Compromised developer accounts pose “significant” threat
The threat posed by lax security is not hypothetical, however, with the report warning that developer account takeovers are increasing in frequency, both on platforms such as GitHub as well as in repositories including PyPI.
One popular method used to infiltrate accounts detailed in the report is backdooring, where hackers insert malicious code into popular packages that give them an easy entry point once the package is installed on systems.
The report cited an example in 2019 an account of a Ruby developer was compromised and used to insert backdoors in eleven packages.
The Linux Foundation noted that while account takeovers remain a significant risk to software security, there are other less obvious issues concerning individual developers maintaining packages that are widely depended upon.
For example, developers that decide to remove or ‘delete’ their projects can cause serious disruption, such as in the case of the ‘left-pad’ package, which left the internet ‘broken’ for several hours after being removed in 2015.
The disgruntled developer responsible for the package removed their code in protest, which broke hundreds of downstream packages that depended on the “seemingly minor piece of code”.

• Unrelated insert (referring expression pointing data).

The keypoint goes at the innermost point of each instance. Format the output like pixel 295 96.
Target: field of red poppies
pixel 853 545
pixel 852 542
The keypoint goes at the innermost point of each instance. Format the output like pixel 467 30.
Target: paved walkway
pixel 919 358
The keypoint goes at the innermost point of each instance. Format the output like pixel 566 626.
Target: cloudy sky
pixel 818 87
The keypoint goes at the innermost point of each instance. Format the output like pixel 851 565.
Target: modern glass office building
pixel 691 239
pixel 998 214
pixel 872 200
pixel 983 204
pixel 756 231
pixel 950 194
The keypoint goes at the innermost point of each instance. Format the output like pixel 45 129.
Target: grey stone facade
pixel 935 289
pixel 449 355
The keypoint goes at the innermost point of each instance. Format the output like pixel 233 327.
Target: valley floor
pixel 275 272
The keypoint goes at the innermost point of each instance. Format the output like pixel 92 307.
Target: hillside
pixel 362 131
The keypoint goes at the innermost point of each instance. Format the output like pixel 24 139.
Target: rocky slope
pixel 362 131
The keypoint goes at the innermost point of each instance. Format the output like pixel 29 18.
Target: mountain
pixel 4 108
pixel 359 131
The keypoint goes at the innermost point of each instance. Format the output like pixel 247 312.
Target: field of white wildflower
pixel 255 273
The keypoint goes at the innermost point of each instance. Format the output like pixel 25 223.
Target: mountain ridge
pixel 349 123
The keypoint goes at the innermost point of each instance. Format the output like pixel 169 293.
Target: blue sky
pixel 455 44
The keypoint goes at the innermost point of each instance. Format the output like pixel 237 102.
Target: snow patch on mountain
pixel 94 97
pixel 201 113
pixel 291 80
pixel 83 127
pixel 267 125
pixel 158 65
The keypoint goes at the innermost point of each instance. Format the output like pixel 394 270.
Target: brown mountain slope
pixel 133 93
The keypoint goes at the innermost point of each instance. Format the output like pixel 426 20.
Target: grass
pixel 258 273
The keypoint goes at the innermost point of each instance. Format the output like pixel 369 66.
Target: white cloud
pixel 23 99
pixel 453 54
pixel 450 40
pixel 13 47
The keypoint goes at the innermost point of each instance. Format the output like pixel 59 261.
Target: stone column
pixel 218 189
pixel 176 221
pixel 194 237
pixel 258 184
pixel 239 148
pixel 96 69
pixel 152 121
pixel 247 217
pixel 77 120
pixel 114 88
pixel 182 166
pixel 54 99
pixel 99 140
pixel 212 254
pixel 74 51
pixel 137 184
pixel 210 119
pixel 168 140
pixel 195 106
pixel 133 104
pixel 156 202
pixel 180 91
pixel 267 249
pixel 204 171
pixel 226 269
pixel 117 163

The report also referred to the more recent case of XZ Utils, which it described as an even more serious problem, where a developer intentionally subeverts the software they maintain
In February 2024, a malicious backdoor was introduced into the popular data compression library, used across a number of major Linux distributions that put potentially millions of systems at risk.
The threat actor responsible for the attack, known as Jia Tan, conducted a years-long social engineering campaign to gain the trust of the utility’s original author Lasse Colin using fake GitHub accounts to flood him with requests and pressure him into making Tan a co-maintainer of the project..
It was only due to the keen eye of a Microsoft developer Andres Freund, who spotted the backdoor and reported it to the Openwall Project’s security mailing list, bringing the issue to the attention of a number of major software vendors and preventing the incident from spiralling out of control.
The report concluded that in the context of both security and general risk management, it is critical that developer accounts are better understood and strongly protected.
Moving towards this goal, the Linux Foundation encouraged the use of MFA tokens and also suggested that some individual accounts hosting critical projects should be transitioned to organizational accounts with added layers of security.